PICTURE, ADAPTED SCREENPLAY: American Fiction — Thanks to the concurrent WGA and SAG strikes barring talent from promoting their projects, the Toronto International Film Festival's 2023 slate was a relatively muted affair when it came to potential awards players, with its commercial might and Oscars prognostication profile weakening as a result. Still, statistics are statistics, and Cord Jefferson's Jeffrey Wright-starring satire American Fiction joined an elite rank upon taking the TIFF People's Choice Award — 10 eventual Best Picture winners or nominees across the last decade have won the Canadian festival's top prize before winning win or scoring a nomination for the Best Picture Oscar, including Nomadland, Green Book, 12 Years a Slave, and last year's Steven Spielberg-directed drama The Fabelmans.
ACTRESS: Cailee Spaeny, Priscilla — With critics (and early awards bodies) crooning in favor of Priscilla, the Presley family biopic is shaping up to be director Sofia Coppola's first across-the-board awards contender since 2003's Lost in Translation. Following Priscilla Presley's complicated relationship with Elvis, the film's reportedly muted tone offers a stark contrast to last year's bombastic Elvis blockbuster but has all the hallmarks of a typical Oscars contender: a respected filmmaker casting buzzy actors (Euphoria's Jacob Elordi plays Elvis) for a fact-based dive into entertainment industry history. The film has already earned ace marks on the trail, with the Venice Film Festival bestowing its Best Actress prize to Spaeny for her work in the titular role. With the victory, the 25-year-old could fall in line with the likes of Venice winners such as Emma Stone (La La Land), Joaquin Phoenix (Joker), Olivia Colman (The Favourite), and more who went on to win the Oscars' corresponding prize.
Jaap Buitendijk/Warner Bros. Ryan Gosling and Margot Robbie in 'Barbie'
ACTRESS: Margot Robbie, Barbie — Before you freak out and banish us to Weird Barbie's basement that smells like soup, hear us out. Robbie is still very much a contender in the race, and we fully expect her to land among the Academy's eventual nominees for Best Actress, but, at this moment, the buzz around summer blockbusters (like Barbie and Oppenheimer) tends to cool as the festivals usher in shiny new contenders. Robbie's campaign has yet to reach its peak, so look out for her to soar in the weeks ahead, but all of the focus right now appears to be on emerging performances from Stone, Spaeny, Carey Mulligan (Maestro), and Lily Gladstone (Killers of the Flower Moon), but once the novelty of festival praise wears off outside of the seasonal vacuum, the strengths of Robbie's work — coupled with her producing hand in making Barbie happen in the first place — will surge and make the awards trail a pink Barbie world once again.

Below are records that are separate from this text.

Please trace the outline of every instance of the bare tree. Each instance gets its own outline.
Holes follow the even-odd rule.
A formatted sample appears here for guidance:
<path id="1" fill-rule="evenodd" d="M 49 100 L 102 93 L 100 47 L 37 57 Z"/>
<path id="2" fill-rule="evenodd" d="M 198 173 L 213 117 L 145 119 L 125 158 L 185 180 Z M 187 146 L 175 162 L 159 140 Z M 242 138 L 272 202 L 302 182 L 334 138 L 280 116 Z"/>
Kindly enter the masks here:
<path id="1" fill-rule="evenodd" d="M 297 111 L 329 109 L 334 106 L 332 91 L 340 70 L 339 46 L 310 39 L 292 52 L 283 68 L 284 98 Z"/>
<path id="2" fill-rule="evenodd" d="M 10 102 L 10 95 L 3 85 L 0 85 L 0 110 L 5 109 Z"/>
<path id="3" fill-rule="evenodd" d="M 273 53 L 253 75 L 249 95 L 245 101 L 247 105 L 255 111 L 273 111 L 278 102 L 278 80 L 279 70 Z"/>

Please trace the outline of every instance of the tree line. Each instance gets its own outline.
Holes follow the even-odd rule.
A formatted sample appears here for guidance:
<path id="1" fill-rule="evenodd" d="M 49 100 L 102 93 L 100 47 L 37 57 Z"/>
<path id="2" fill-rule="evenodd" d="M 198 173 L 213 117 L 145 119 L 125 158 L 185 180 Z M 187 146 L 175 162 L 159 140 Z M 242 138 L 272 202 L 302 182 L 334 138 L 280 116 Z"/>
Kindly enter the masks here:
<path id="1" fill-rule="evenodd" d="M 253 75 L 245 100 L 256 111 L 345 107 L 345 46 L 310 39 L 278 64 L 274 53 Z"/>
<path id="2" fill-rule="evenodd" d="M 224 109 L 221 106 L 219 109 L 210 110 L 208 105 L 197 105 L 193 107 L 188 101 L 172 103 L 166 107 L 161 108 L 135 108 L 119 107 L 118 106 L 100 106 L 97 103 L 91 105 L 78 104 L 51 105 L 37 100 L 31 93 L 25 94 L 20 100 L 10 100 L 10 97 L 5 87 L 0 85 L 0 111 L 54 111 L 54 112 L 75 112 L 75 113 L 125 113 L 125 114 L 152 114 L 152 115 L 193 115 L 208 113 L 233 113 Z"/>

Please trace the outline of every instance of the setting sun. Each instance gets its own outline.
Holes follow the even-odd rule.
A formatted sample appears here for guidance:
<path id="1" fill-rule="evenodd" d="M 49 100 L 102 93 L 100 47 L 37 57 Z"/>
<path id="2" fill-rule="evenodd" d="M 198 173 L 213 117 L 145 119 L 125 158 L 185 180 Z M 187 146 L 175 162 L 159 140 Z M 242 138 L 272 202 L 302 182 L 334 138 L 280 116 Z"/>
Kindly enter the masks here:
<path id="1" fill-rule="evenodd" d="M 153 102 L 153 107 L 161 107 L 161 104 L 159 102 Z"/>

Netflix Bradley Cooper as Leonard Bernstein in 'Maestro'
On the horizon:
The New York Film Festival kicks off on Friday, with many of the usual suspects in the race so far (Maestro, Anatomy of a Fall, Poor Things, Priscilla, The Zone of Interest) hitting this end of the circuit. Fringe hopefuls including Andrew Haigh's All of Us Strangers and Todd Haynes' May December could get a boost from NYFF screenings as well.